Le Conseil d’État a rendu le 19 mai 2025 une décision portant sur l’obligation de réexamen des actes administratifs devenus définitifs mais contraires au droit européen. Une société étrangère a acquitté des retenues à la source sur des dividendes perçus auprès d’une entité résidente entre les années 2008 et 2010. Après le rejet d’une première réclamation, la cour administrative d’appel de Versailles a confirmé l’imposition par un arrêt rendu le 29 janvier 2015. La société requérante a ensuite sollicité la restitution des sommes versées en se fondant sur une jurisprudence nouvelle de la Cour de justice de l’Union européenne. L’administration a opposé un refus implicite à cette demande de dégrèvement d’office formulée sur le fondement du livre des procédures fiscales. Le tribunal administratif de Montreuil a rejeté la contestation de ce refus par un jugement du 4 octobre 2023 dont la société demande l’annulation. La juridiction doit déterminer si le silence de l’administration constitue un acte gracieux insusceptible de recours ou une décision dont la légalité peut être discutée. Le juge administratif considère que le principe de coopération loyale impose un réexamen obligatoire dès lors qu’une erreur de droit européen est révélée ultérieurement. Cette solution conduit à une requalification de la nature du litige qui sera étudiée à travers l’obligation de réexamen puis ses conséquences procédurales.
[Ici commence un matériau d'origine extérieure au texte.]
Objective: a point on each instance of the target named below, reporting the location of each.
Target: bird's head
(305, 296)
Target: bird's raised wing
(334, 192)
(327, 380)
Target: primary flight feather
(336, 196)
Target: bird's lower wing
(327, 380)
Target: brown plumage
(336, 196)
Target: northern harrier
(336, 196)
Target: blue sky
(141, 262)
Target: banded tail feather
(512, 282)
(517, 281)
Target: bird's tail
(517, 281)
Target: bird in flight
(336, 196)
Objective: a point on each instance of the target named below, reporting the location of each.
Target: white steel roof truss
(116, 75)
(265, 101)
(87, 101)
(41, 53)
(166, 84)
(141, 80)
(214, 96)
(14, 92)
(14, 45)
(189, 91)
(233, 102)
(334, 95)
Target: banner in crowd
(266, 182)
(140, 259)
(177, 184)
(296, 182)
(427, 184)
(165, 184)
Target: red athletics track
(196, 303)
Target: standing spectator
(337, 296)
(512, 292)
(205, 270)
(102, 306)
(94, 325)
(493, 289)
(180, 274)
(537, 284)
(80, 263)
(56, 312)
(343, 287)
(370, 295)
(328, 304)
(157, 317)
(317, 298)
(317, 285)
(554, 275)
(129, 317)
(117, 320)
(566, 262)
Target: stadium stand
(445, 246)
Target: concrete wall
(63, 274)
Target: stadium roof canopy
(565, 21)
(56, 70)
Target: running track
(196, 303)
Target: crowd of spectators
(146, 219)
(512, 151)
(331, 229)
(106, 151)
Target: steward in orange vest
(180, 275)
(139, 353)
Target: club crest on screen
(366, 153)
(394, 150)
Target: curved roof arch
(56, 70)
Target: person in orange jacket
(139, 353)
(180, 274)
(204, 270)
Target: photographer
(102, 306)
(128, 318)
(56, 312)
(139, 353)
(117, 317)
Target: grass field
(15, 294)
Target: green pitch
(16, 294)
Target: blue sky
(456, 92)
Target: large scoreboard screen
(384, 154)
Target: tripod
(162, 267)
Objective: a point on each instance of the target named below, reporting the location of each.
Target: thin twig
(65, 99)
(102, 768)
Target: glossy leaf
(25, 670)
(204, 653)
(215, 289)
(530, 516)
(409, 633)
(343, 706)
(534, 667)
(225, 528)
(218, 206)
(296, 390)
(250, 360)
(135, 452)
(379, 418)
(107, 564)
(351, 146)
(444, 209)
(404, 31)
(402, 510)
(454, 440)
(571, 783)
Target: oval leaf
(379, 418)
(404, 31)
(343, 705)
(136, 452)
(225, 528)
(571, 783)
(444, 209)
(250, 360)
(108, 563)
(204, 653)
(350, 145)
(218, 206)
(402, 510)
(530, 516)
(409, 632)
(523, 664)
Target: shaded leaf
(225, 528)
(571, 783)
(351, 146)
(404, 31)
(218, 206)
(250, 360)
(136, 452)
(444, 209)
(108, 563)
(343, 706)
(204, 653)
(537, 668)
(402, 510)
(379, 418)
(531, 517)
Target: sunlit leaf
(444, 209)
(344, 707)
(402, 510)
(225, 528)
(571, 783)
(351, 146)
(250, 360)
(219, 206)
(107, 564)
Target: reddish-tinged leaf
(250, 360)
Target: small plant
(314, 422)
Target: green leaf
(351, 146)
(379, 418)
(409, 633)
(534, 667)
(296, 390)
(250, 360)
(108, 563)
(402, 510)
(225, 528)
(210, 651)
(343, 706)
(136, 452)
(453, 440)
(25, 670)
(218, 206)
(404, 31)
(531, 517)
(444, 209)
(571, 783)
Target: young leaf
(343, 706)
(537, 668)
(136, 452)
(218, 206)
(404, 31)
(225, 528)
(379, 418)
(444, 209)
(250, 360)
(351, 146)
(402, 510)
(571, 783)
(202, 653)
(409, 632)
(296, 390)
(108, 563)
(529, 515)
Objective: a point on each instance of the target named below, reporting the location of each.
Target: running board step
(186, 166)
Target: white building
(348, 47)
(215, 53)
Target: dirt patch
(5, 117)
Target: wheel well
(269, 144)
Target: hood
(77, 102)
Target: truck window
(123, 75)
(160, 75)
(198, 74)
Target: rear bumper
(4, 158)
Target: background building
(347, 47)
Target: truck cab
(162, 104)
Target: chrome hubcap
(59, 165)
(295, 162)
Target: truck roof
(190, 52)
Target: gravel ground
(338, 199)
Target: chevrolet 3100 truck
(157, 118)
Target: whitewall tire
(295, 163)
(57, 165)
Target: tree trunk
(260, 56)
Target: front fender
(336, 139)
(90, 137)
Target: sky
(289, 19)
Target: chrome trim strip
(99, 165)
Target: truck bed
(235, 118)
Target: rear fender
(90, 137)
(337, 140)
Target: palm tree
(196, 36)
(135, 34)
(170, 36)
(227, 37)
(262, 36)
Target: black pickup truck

**I. L’affirmation d’une obligation de réexamen fondée sur le principe de coopération loyale**
**A. Le passage d’un pouvoir gracieux à une compétence liée de l’administration**
Le dégrèvement d’office prévu par le livre des procédures fiscales revêt en principe un caractère purement gracieux rendant son refus insusceptible de tout recours juridictionnel. Toutefois, le Conseil d’État précise que l’administration est « tenue de faire usage du pouvoir conféré par les dispositions du livre des procédures fiscales » en présence d’une jurisprudence européenne postérieure. Cette mutation de la compétence administrative s’opère lorsque le rejet d’une réclamation est devenu définitif à la suite d’une interprétation erronée du droit européen. L’autorité de la chose jugée s’efface ainsi devant l’exigence de rétablir la légalité des impositions indûment perçues au regard des traités fondamentaux de l’Union.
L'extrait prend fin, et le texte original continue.